Kottler (March 5, 1930 – January 21, 1989) was an American ceramist, conceptual artist, and professor of ceramics at the University of Washington, credited as a seminal force in redefining the direction of contemporary American ceramic art. Influenced by the Bay Area funk art movement, he is best known for his multiple series of decal plates that rejected traditional studio ceramic practices that emphasized and valued hand-made objects, and focusing instead on mass-produced store-bought plates and commercial decals to create pieces decorated with appropriated images from popular culture to convey Kottler’s political, social, and personal messages. Based on these works, he developed a reputation for using coded images, wordplay, and biting humor which established Kottler's reputation as a satirist and decalomaniac. Originally trained as an optometrist, Kottler graduated from Ohio State University in 1952 with a Bachelor of Arts in Biological Sciences. While working on his undergrad, he took a university ceramics course in 1952 that shifted his focus and returned to Ohio State to study ceramics. Kottler began his career with a traditional crafts orientation; as a student, he had been trained in traditional ceramic techniques and glaze technology. After earning a Master of Arts in Ceramics from Ohio State in 1956, he was offered a scholarship to undertake a Master of Fine Arts at the Cranbrook Academy of Art. It was there that he met and studied under Maija Grotell, a teacher and artist who profoundly influenced his ideas about art and education. With support of a Fulbright grant, he spent time working at the Central School of Arts and Crafts and at the Arabia Ceramic Factory in Finland, studying the creation and application of ceramic decals and working with renowned potter Kyllikki Salmenhaara. He returned to Ohio State, where he received a Ph.D. in Ceramics in 1964 with his dissertation An Exhibition of Pottery in Support of Three Processes in Ceramics, and later moved to Seattle where he joined the University of Washington faculty in 1965
Kottler’s philosophical combination of sacred and profane, utilising commercial pottery with decals as a vehicle for his art, grew in response to the Bay Area funk art movement and shares many of its ceramic-centric ideologies towards humour and a rejection of ‘traditional’ art principles. ‘The Last Supper Ghost’ is a perfect example of the simple and profound alternations Kottler tended to lean towards, the transformation of Jesus at the last supper into a white-sheeted ghost a vaguely childish reduction of the weight and shape of the original iconographic depiction, but with a remaining resonance.

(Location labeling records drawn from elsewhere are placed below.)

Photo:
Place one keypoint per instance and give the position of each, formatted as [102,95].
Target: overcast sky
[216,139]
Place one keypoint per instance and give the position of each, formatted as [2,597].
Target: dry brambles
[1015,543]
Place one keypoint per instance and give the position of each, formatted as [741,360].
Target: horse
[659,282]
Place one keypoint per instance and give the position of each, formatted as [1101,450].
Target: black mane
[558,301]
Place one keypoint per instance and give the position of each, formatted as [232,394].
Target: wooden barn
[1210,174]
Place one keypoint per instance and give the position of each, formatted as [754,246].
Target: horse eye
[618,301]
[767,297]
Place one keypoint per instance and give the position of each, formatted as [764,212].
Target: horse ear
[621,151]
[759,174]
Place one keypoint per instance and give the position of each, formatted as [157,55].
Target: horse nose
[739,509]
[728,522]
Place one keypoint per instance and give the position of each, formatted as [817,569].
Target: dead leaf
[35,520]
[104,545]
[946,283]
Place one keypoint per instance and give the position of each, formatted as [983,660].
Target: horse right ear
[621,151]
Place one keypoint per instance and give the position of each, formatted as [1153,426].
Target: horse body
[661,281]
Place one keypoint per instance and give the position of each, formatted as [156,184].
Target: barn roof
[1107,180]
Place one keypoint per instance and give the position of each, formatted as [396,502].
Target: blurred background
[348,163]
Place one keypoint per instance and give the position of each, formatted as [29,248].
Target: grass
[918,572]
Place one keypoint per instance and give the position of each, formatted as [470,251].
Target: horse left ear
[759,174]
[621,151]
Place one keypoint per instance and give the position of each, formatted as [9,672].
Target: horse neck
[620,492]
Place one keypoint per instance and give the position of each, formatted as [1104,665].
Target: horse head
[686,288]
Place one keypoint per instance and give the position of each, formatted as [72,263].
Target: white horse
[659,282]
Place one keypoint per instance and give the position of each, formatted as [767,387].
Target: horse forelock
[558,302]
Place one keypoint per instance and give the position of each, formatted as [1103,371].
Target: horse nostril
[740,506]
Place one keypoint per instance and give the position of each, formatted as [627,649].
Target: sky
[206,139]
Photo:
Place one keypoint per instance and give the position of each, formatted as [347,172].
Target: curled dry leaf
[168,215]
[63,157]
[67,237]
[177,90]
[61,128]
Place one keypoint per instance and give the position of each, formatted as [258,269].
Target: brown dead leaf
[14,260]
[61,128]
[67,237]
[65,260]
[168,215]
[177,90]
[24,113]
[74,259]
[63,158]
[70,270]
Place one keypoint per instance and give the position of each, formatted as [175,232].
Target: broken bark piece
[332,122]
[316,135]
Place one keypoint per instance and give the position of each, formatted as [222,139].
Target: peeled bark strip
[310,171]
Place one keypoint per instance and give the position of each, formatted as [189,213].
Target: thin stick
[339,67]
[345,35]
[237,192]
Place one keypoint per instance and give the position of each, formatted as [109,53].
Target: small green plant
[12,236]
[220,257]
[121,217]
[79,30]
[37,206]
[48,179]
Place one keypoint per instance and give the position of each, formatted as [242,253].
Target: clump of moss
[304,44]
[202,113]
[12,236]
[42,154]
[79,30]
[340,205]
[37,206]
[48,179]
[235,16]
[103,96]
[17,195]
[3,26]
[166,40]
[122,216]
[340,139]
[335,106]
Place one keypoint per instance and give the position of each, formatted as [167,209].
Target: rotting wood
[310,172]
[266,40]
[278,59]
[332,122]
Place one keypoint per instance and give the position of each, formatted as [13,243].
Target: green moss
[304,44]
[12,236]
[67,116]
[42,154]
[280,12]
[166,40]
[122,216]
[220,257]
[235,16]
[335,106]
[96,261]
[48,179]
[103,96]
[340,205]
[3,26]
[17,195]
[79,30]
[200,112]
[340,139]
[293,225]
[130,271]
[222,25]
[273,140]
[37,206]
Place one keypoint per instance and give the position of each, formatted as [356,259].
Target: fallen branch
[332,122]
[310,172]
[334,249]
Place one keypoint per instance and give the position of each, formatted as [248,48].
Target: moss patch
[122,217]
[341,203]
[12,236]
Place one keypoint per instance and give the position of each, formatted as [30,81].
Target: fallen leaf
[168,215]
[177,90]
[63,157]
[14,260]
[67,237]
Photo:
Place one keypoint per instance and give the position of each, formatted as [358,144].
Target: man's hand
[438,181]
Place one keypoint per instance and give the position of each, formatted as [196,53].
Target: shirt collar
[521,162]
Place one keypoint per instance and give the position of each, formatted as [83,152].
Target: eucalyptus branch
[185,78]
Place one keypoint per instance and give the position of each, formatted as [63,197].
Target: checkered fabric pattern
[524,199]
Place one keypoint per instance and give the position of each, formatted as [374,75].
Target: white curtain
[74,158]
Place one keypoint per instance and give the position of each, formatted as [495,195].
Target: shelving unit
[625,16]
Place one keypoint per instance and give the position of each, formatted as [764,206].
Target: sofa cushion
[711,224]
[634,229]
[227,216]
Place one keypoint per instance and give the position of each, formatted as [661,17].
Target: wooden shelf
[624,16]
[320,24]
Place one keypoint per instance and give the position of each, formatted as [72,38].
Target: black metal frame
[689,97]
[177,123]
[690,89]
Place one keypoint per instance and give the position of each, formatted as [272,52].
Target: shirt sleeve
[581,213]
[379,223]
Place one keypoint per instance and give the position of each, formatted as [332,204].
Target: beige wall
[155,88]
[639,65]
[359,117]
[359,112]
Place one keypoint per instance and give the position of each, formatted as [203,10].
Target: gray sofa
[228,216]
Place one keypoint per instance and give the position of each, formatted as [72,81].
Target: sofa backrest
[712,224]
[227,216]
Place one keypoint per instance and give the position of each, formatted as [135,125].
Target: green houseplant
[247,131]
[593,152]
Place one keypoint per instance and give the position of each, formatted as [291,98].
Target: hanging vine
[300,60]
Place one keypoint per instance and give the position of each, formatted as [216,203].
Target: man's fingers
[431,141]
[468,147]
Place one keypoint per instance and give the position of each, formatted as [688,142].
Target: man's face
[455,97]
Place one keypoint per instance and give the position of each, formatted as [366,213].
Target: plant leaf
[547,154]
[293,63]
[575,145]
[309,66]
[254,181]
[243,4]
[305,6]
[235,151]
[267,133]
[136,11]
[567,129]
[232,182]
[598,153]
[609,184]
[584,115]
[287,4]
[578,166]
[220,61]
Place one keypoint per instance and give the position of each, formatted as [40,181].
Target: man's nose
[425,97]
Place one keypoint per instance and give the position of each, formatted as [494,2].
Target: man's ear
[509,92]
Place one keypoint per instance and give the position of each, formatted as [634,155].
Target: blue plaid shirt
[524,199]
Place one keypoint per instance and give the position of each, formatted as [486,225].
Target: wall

Kottler’s sense of humour and irreverence for established modes of art theory was cultivated by his exposure to California Funk — an artistic movement in 60s-70s that rebelled against nonobjectivity and celebrated crude or unrefined results, with particular regard to ceramics as a sculptural device. “Royal Red Vase” defines its form by the use of a Rubens-Vase effect, the artist mirroring his own inward-facing silhouette to create the illusion of a vase in negative space as a visual gag. It performs its role as a vase, a sculpture, and a self-portrait; whilst adhering to few traditional notions of those formats.